No Decibel, membros da equipe distribuem cartões alertando sobre consentimento. Algumas boates de Los Angeles já servem “angel shots”, isto é, bebidas com nomes específicos que funcionam como codinomes para pedidos de ajuda. No Glastonbury, um palco apenas voltado para todas que se identificam como mulheres foi inaugurado no ano passado (leia mais sobre isso por aqui). Por fim, o Electric Forest, nos Estados Unidos, já desenvolveu um camping extra exclusivamente para o público feminino.
Essas iniciativas para extirpar os crimes sexuais acabaram dando luz ao Project Soundcheck, criado em 2014. O grupo é focado em treinar equipes de segurança para eventos de grande porte, orientando-os como intervir da melhor maneira. “Quando olhamos para festivais, local, nacional e internacionalmente, vemos similaridades com a dinâmica social e a cultura do estupro”, pontua Stefanie Lomatski, fundadora.
“Quando os festivais não olham para a cultura do estupro, então eles ignoram o assunto e contribuem para espaços perigosos”.
This guy wins the award for worst fashion/lifestyle choices at @coachella. I’m not easy to offend, but this is shitty pic.twitter.com/fyjod24nAx
— Jemayel Khawaja (@JemayelK) April 12, 2015
Levando tudo isso em consideração, o movimento The Safer Spaces tomou forma. Criado pela Associação Independente de Festivais do Reino Unido, o projeto reuniu 28 dos maiores eventos do país, como Bestival, Secret Garden Party, End of the Road e Parklife. No dia 8 de maio, um blackout tomou conta dos websites participantes com a hashtag #saferspacesatfestivals ao fundo. A ideia era transformar todas essas páginas em plataformas de debate quanto ao tema, incentivando os entusiastas dessas festividades a se engajarem na causa e dividirem suas experiências.
Check out the @AIF_UK campaign for #saferspacesatfestivals we fed into, supported by @EOTR @Bestival @SecretGardenHQ @LatitudeFest & more pic.twitter.com/1w6AIE5tgB
— Rape Crisis E&W (@RapeCrisisEandW) May 8, 2017
Na Inglaterra, por exemplo, dois homens foram presos no Reading por estupro. Outro foi condenado por abusar sexualmente de duas mulheres inconscientes e um caso de estupro coletivo foi reportado no Latitude. Mel Kelly, da organização Safer Gigs for Women, ressalta que os números não são baixos e, sim, a quantidade de denúncias. Ela ainda opina que precisamos trabalhar nossas atitudes desde o primeiro momento, começando pela mentalidade social.

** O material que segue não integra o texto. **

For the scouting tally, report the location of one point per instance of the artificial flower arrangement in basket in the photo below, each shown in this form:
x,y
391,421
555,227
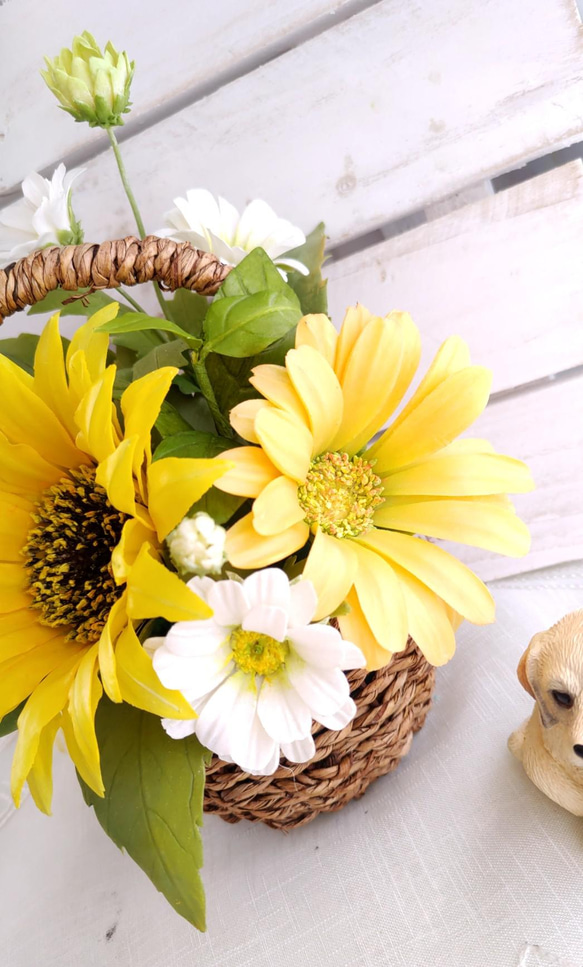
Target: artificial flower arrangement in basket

Segundo Kelly, culpabilizar a vítima ainda é muito comum nesses ambientes. Muitos frequentadores justificam esses crimes com a quantidade excessiva de bebidas por parte das mulheres e até o tamanho de suas roupas. Estamos em 2017, mas os discursos parecem saídos de 1920.
E como podemos melhorar esse cenário?
Segundo especialistas, nada irá mudar enquanto não lidarmos efetivamente com a diversidade. Devemos, portanto, inserir mais mulheres e membros da comunidade LGBTQ na produção, planejamento e todos os âmbitos possíveis, mudando essa dinâmica. Também precisamos tomar a frente dessas questões e engajar a todos nessa luta, sinalizando quando algo soa forçado ou ameaçador. Para isso, é necessário conscientizar e encorajar donos de bares, boates, casas de show, organizadores de eventos em espaços públicos e privados e equipes de segurança em geral através de aulas, workshops e treinamentos. A arte e o ativismo andam lado a lado e a construção por uma sociedade melhor depende intrinsecamente de cada um de nós. We can do it!